Las víctimas fueron identificadas como Lucía D. Ch. y su bebé. El hallazgo generó conmoción en la comunidad y dejó en orfandad a tres menores —dos niñas de 12 y nueve años, y un niño de cinco—, que ahora se encuentran bajo resguardo mientras avanzan las investigaciones.
De acuerdo con testimonios preliminares, Lucía atravesaba una situación de extrema vulnerabilidad tras la reciente muerte de su esposo.

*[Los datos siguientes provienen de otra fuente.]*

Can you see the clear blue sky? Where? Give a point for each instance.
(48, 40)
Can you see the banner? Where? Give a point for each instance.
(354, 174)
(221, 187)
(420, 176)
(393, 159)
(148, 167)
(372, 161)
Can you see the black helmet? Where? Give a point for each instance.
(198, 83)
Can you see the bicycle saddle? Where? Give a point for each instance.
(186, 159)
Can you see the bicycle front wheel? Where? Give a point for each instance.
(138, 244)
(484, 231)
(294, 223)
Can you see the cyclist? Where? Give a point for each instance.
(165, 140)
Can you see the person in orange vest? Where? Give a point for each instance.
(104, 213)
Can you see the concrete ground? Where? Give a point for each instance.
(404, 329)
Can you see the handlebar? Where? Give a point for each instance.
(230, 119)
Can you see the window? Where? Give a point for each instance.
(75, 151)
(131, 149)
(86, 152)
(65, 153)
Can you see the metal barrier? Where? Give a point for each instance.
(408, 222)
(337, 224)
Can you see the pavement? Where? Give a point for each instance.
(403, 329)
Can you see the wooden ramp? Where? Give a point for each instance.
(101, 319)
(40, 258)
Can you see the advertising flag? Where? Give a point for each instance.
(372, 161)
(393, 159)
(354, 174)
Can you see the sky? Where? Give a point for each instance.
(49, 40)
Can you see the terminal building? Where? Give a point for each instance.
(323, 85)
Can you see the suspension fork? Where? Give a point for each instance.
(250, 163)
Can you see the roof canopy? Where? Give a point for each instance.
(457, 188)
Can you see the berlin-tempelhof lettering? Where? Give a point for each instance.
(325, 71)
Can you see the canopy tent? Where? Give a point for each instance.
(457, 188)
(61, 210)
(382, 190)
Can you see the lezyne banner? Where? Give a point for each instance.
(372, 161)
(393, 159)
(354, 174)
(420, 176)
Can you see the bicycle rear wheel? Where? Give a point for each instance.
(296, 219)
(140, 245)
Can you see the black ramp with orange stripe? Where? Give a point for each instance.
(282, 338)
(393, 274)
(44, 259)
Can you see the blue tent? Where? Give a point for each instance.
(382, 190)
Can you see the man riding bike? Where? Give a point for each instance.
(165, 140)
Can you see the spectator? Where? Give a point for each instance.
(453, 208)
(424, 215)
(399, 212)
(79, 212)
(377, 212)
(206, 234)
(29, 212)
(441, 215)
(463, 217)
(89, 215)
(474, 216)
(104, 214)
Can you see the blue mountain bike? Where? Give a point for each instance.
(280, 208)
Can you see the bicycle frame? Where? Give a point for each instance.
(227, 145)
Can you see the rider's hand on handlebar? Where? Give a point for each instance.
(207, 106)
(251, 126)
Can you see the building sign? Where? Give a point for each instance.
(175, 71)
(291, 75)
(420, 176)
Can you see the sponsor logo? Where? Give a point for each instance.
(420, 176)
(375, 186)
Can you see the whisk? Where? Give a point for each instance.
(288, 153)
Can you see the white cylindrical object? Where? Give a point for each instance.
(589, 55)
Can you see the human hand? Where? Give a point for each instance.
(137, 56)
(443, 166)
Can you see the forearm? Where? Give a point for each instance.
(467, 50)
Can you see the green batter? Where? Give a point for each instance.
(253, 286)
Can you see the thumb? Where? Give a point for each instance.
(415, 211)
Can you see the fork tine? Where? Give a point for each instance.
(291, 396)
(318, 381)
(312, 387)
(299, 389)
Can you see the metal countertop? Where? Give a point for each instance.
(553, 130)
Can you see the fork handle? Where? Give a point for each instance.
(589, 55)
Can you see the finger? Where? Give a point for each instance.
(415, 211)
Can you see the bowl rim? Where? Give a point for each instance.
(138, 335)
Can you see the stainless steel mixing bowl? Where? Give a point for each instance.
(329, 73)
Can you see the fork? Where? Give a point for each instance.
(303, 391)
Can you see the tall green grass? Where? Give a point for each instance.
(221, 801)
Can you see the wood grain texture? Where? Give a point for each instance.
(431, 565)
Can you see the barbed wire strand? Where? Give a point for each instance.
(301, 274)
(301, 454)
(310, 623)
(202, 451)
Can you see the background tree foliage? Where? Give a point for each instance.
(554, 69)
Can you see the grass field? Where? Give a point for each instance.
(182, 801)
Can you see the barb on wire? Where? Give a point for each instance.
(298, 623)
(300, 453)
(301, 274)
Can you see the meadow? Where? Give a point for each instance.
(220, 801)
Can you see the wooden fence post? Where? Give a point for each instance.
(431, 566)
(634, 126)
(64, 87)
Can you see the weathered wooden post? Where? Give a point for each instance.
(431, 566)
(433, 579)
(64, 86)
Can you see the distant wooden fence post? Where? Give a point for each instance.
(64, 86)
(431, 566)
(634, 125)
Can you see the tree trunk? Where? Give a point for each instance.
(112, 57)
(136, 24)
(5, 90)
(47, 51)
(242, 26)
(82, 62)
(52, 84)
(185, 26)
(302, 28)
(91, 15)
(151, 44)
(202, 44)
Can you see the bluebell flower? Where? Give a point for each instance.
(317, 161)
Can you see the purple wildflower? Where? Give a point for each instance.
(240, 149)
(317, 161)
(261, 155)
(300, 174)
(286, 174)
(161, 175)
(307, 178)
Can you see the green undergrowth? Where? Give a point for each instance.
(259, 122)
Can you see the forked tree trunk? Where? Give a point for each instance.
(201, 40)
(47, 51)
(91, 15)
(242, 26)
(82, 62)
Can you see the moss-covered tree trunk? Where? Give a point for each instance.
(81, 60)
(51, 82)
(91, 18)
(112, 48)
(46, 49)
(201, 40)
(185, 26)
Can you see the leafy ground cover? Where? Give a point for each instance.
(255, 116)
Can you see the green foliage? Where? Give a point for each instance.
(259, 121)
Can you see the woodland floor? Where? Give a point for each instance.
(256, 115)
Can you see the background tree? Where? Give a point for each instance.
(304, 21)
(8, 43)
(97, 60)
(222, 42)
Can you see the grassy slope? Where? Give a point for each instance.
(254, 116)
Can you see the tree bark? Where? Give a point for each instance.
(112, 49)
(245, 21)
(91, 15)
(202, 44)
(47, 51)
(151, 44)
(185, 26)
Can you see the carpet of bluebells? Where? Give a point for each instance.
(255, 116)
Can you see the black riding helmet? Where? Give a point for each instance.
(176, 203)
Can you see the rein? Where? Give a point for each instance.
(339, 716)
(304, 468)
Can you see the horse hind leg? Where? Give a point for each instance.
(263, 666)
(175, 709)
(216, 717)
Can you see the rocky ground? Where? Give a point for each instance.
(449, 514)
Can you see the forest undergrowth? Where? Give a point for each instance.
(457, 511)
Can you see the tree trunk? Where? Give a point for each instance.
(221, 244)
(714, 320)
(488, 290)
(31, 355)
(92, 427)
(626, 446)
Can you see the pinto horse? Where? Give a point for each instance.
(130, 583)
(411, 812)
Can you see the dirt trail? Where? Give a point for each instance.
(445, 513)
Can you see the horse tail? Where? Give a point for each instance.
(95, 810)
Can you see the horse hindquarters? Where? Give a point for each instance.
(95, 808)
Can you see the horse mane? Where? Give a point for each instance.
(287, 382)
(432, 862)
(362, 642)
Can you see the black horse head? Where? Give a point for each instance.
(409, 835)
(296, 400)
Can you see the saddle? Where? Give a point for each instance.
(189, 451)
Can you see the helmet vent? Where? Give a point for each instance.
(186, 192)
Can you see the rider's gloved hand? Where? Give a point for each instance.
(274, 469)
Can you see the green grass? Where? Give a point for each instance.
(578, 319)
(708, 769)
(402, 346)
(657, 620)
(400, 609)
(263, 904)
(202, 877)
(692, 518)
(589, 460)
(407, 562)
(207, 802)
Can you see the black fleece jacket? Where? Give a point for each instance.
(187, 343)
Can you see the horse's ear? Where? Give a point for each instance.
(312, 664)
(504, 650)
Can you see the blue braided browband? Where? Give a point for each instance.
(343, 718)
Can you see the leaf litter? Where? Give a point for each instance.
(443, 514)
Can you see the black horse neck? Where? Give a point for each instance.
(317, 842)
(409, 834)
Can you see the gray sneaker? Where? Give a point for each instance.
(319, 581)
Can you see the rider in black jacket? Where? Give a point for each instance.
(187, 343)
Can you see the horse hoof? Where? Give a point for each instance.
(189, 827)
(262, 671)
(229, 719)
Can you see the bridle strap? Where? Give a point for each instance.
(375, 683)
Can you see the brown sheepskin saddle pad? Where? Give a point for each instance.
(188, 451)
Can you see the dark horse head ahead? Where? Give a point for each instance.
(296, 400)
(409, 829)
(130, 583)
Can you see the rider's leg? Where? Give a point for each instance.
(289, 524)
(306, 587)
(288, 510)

En ese contexto, se habría trasladado a la vivienda de su suegro junto a sus cuatro hijos con dos propósitos: solicitar apoyo familiar y reclamar una deuda de 2.000 bolivianos.
El relato de la hija mayor (12) resulta clave para la investigación. Según su versión, el abuelo se llevó a su madre y a la bebé con el argumento de ir a recoger maíz. Cuando las otras niñas intentaron seguirlos, el hombre presuntamente las amenazó con castigos físicos para que regresaran a la casa. Esa fue la última vez que vieron con vida a Lucía.
El sospechoso, además, se desempeña como funcionario municipal en el área de Intendencia, un dato que la Fiscalía toma en cuenta dentro de la línea investigativa. La Policía realizó el arresto la noche del hallazgo y continúa con actos investigativos, entre ellos pericias y toma de declaraciones, para esclarecer las circunstancias del hecho y determinar responsabilidades.
Las autoridades no descartan nuevas diligencias en las próximas horas y anunciaron que informarán resultados oficiales una vez concluyan los procedimientos técnicos y forenses. Mientras tanto, Arampampa permanece de luto ante una tragedia que ha golpeado profundamente a la población.